With the slow start to the 2010 Atlantic hurricane season forcing some forecasting services to recalibrate their expectations going forward, WSI Corp. on Tuesday said it is lowering its expectations from 20 named storms to 19, while keeping its prediction that there will be 11 hurricanes and five intense hurricanes, signified as Category 3 or greater.

Prior to the reduction, WSI had bumped its expectations higher no less than three times since its original January forecast. In its original forecast, WSI called for 13 named storms, including seven hurricanes, with three of them intense, (see Daily GPI, Jan. 27). In April WSI increased its forecast to include 16 named storms, including nine hurricanes, five of them intense (see Daily GPI, April 21) and in May it increased its forecast to 18 named storms, including 10 hurricanes, five of them intense (see Daily GPI, May 26). In June the company increased its outlook to 20, 11 and five, respectively (see Daily GPI, June 23).

In acknowledging the reduced forecast, WSI warned that the new 2010 forecast numbers are still well above the long-term (1950-2009) averages of 10 named storms, six hurricanes, and two intense hurricanes and slightly above the averages from the more active recent 15-year period (1995-2009) of 14/eight/four.

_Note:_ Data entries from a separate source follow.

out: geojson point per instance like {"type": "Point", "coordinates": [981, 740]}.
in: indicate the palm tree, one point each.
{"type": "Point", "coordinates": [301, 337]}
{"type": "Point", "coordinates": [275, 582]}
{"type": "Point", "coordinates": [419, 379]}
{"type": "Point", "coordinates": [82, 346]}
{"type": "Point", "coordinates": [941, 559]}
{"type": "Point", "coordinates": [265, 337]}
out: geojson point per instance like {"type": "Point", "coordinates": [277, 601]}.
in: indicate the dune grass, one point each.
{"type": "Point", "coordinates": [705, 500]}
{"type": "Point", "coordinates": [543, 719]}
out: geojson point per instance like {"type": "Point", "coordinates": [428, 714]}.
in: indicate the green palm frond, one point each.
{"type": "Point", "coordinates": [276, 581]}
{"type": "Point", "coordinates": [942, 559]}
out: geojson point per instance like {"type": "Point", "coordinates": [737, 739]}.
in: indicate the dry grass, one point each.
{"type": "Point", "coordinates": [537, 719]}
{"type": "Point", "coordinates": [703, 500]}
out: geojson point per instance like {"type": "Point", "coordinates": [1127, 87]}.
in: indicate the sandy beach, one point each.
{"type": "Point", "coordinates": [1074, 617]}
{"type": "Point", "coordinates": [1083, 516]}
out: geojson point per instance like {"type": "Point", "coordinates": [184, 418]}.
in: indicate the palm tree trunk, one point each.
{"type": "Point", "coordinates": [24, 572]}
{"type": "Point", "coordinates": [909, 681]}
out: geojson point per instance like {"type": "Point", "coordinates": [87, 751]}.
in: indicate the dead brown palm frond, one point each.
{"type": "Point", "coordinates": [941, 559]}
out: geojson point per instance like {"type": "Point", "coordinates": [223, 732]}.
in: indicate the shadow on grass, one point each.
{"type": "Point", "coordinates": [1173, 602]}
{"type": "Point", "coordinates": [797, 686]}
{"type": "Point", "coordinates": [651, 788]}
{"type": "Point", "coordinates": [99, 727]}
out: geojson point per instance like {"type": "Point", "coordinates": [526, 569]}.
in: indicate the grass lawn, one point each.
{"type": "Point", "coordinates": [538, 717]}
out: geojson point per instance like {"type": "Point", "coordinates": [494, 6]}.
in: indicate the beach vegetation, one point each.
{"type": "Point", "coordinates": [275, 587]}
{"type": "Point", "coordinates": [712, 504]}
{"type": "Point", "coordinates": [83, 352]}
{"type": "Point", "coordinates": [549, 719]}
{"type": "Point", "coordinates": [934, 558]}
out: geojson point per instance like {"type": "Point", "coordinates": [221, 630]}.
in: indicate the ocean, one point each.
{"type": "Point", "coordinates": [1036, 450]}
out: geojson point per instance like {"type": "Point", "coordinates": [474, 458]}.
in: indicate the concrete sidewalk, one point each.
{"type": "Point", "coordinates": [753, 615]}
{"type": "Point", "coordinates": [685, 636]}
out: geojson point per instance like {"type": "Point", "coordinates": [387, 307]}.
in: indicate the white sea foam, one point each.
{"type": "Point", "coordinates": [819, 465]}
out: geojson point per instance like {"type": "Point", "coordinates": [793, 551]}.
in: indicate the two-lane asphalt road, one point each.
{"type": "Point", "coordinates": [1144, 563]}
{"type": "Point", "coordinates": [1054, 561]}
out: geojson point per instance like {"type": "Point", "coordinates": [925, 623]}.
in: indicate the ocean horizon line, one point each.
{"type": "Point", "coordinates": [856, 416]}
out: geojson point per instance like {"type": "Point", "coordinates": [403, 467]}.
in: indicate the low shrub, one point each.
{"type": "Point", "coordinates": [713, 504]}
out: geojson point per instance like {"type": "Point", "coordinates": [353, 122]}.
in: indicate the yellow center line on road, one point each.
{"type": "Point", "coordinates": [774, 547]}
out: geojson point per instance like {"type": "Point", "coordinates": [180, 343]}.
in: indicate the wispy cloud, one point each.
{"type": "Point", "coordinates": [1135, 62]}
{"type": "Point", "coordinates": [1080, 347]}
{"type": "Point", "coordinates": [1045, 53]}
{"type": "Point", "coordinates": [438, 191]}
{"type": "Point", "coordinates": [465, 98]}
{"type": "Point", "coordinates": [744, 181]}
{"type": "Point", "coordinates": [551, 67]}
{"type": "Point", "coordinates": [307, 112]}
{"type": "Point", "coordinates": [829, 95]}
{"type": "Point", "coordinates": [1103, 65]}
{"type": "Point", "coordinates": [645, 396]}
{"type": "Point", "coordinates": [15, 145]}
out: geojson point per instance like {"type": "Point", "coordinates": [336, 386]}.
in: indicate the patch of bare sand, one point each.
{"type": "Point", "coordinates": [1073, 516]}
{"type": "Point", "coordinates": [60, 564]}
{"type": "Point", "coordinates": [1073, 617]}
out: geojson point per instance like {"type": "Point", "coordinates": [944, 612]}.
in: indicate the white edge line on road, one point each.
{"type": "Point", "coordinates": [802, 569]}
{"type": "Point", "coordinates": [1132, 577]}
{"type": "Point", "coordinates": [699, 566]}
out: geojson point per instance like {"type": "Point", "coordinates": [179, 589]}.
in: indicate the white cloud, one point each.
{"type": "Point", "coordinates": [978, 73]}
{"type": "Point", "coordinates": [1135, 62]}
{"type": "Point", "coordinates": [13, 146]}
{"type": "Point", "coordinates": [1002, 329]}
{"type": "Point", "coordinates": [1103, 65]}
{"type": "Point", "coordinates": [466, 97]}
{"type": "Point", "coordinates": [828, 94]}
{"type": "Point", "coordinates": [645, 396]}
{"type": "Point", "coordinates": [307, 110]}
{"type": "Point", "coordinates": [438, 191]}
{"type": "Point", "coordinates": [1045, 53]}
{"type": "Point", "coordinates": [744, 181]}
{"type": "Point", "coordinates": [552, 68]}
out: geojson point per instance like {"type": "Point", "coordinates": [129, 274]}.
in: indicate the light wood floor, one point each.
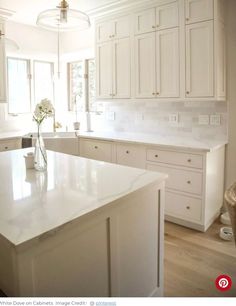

WSI said its hurricane landfall forecasting model (developed in collaboration with reinsurance intermediary Guy Carpenter) continues to suggest that the coastal region from the Outer Banks of North Carolina northward to Maine is twice as likely as normal to experience a hurricane this year. The forecasting service noted that its model suggests the threat to the Northeast coast this season is on par with that in Florida and the Gulf coastal states.

“Record warm tropical Atlantic ocean temperatures and an enabling wind shear environment should result in a very active tropical season this year,” said WSI Chief Meteorologist Todd Crawford. “The El Nino event has vanished completely, resulting in a decrease in central tropical Pacific convection and a concomitant decrease in the vertical wind shear that typically acts as a detriment to tropical Atlantic development. More importantly, however, eastern and central tropical Atlantic sea surface temperatures are currently at record warm levels for July, even warmer than the freakishly active season of 2005. Water temperatures are already at levels more typical of late August.

“While all of the primary drivers are strongly enabling for tropical activity, we have had a slow start relative to other very active seasons. Further, a pocket of very dry air in the tropical Atlantic will likely limit development in the near term. Because of these factors, we have decreased our forecast total number of named storms from 20 to 19. We still expect an extremely active August-October period.”

The next update on the 2010 tropical season will be released on Aug. 25.

The National Oceanic and Atmospheric Association said last week it still expects the 2010 Atlantic season to be “active to extremely active,” with 14-23 named storms, including eight to 14 hurricanes, and three to seven of them being intense (see Daily GPI, July 16).